Huntington points to interlocking conflicts among Hindu, Muslim, Slavic
Orthodox, Western, Japanese, Confucian, Latin American, and possibly African
civilizations: for instance, Hindus clashing with Muslims in India, Turkic
Muslims clashing with Slavic Orthodox Russians in Central Asian cities, the
West clashing with Asia. (Even in the United States, African-Americans find
themselves besieged by an influx of competing Latinos.) Whatever the laws,
refugees find a way to crash official borders, bringing their passions with
them, meaning that Europe and the United States will be weakened by cultural
disputes.
Because Huntington's brush is broad, his specifics are vulnerable to attack. In
a rebuttal of Huntington's argument the Johns Hopkins professor Fouad Ajami, a
Lebanese-born Shi'ite who certainly knows the world beyond suburbia, writes in
the September-October, 1993, issue of Foreign Affairs, "The world of Islam
divides and subdivides. The battle lines in the Caucasus . . . are not
coextensive with civilizational fault lines. The lines follow the interests of
states. Where Huntington sees a civilizational duel between Armenia and
Azerbaijan, the Iranian state has cast religious zeal . . . to the wind . . .

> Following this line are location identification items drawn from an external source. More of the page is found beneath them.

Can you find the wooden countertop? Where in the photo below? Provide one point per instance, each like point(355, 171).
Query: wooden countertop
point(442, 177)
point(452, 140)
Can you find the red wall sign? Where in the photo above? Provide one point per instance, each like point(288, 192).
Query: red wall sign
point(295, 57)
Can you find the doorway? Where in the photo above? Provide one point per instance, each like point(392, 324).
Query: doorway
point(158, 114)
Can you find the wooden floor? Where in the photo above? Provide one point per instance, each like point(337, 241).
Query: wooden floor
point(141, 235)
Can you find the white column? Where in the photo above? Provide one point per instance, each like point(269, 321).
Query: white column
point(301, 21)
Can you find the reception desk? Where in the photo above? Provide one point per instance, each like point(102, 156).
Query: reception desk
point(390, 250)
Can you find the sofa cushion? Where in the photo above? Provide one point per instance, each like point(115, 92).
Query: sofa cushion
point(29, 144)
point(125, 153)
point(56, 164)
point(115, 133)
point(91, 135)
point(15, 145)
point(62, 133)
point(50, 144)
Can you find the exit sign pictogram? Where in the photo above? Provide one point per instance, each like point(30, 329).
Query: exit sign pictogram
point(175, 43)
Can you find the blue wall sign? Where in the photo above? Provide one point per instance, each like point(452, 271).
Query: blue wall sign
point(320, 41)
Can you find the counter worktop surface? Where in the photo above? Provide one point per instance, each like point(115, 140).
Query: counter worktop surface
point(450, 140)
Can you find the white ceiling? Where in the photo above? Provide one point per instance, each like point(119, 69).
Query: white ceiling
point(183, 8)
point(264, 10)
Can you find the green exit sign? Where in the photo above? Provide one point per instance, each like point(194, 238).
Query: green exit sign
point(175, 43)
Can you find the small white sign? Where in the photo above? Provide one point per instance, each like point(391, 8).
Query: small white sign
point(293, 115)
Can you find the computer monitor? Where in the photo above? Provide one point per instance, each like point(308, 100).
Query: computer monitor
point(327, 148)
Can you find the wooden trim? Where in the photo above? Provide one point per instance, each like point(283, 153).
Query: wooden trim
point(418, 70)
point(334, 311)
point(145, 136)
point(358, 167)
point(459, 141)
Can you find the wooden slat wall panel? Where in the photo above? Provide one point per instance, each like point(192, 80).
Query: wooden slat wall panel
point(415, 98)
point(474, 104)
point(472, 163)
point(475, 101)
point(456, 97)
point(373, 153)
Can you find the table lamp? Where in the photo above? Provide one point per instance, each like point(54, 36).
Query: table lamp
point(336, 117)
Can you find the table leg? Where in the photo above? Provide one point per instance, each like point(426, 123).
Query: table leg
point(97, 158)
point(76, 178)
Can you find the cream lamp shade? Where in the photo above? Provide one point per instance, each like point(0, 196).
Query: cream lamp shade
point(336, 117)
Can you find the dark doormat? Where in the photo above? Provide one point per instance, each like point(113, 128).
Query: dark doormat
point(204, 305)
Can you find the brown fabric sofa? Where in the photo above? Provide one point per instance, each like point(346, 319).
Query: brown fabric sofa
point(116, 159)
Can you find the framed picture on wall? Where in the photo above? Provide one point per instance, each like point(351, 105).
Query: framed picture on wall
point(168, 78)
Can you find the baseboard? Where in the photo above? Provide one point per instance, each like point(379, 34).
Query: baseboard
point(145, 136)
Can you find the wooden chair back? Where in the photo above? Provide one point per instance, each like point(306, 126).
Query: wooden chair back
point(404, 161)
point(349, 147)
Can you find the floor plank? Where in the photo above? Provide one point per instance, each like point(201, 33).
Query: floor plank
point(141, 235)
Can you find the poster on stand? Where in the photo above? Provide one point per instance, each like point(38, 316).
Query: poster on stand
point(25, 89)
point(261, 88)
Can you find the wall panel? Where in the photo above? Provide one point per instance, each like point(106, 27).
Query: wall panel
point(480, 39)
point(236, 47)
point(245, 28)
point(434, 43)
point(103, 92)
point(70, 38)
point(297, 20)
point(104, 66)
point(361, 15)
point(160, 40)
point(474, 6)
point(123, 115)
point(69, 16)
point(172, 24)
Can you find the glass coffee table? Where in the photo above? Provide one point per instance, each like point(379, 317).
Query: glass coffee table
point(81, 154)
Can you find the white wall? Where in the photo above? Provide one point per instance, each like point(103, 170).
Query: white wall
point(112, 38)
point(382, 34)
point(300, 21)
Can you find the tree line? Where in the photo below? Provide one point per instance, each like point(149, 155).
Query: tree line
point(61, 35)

in that battle the Iranians have tilted toward Christian Armenia."
True, Huntington's hypothesized war between Islam and Orthodox Christianity is
not borne out by the alliance network in the Caucasus. But that is only because
he has misidentified which cultural war is occurring there. A recent visit to
Azerbaijan made clear to me that Azeri Turks, the world's most secular Shi'ite
Muslims, see their cultural identity in terms not of religion but of their
Turkic race. The Armenians, likewise, fight the Azeris not because the latter
are Muslims but because they are Turks, related to the same Turks who massacred
Armenians in 1915. Turkic culture (secular and based on languages employing a
Latin script) is battling Iranian culture (religiously militant as defined by
Tehran, and wedded to an Arabic script) across the whole swath of Central Asia
and the Caucasus. The Armenians are, therefore, natural allies of their fellow
Indo-Europeans the Iranians.
Huntington is correct that the Caucasus is a flashpoint of cultural and racial
war. But, as Ajami observes, Huntington's plate tectonics are too simple. Two
months of recent travel throughout Turkey revealed to me that although the
Turks are developing a deep distrust, bordering on hatred, of fellow-Muslim
Iran, they are also, especially in the shantytowns that are coming to dominate
Turkish public opinion, revising their group identity, increasingly seeing
themselves as Muslims being deserted by a West that does little to help
besieged Muslims in Bosnia and that attacks Turkish Muslims in the streets of
Germany.
In other words, the Balkans, a powder keg for nation-state war at the beginning
of the twentieth century, could be a powder keg for cultural war at the turn of
the twenty-first: between Orthodox Christianity (represented by the Serbs and a
classic Byzantine configuration of Greeks, Russians, and Romanians) and the
House of Islam. Yet in the Caucasus that House of Islam is falling into a clash
between Turkic and Iranian civilizations. Ajami asserts that this very
subdivision, not to mention all the divisions within the Arab world, indicates
that the West, including the United States, is not threatened by Huntington's
scenario. As the Gulf War demonstrated, the West has proved capable of playing
one part of the House of Islam against another.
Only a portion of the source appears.